2. Ragtime is not an “easy” musical, is it? Can your cast handle it?

We are blessed to have an extraordinarily talented and enthusiastic cast – and a very intense rehearsal schedule!  It has been my experience that motivated people can accomplish what they put their minds to, and I am expecting great things from our folks.  I am looking forward to working with them and discovering what we can achieve together.

3. I understand you have some excellent musicians lined up to play this show. What would you like to tell us about the orchestra?

Ragtime is a big show instrumentally, and thanks to donor generosity, we have twelve orchestral players to bring this gorgeous music to life.  The orchestra is a wonderful mix of professional and accomplished amateur musicians and a wonderful mix of ages – from 18 to “seasoned” citizen!  This kind of mix brings great energy and enthusiasm to the playing and makes the group really fun to work with.  They are at least as excited about the show as the actors are.

4. This show has some rough language and “adult content.” People might be confused as to why Christian artists would do this show. What would you like to say about that?

As a Christian, these are issues I believe should be approached always with humility and prayer.  For me, if art is to be worthwhile, it must say something about truth.  So for me, the question is:  what is the purpose of this language or content?  Is it needlessly included just to shock or titillate, or is it necessary to portray what is true?  In Ragtime the racial epithets, oppression, and violence make us uncomfortable, but they are a true portrayal of the characters, culture, and events in the show; and on a deeper level, of our sinfulness and fallibility and utter hopelessness apart from Christ.  They are meant to expose truth and to make us think about truth.

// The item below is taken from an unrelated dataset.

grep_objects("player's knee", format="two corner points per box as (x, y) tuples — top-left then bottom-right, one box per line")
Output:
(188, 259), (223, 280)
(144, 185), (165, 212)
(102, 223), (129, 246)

5. Why should people come see this show?

Ragtime “works” on so many levels.  It is a visual and aural feast, with lavish costumes and set and beautiful, powerful music.  On the surface, it is a delightful peak into1906, conveying the optimism of an America entering a new century, and including historical figures Harry Houdini, Henry Ford, Booker T. Washington, and others.  As we delve underneath, we find a compelling story as three diverse cultures interact, clash, and try to learn to understand each other.

At its deepest level, Ragtime forces us to confront ongoing questions about prejudice, oppression, and injustice, not only historically, but in contemporary culture as well; about what constitutes true success and happiness; and about good and evil.  It realistically portrays our humanity – our strengths and also our weaknesses – and unflinchingly illuminates how we change, for better or worse, through the ways we choose to respond to our circumstances.   I urge parents to talk about these issues with their children both before and after seeing the show.  I urge friends to use the show as an insightful conversation starter about truth and worldview.

So come and see Ragtime for its beauty and spectacle, for its thought-provoking story, and most importantly, for what it has to say about the nature of mankind and God.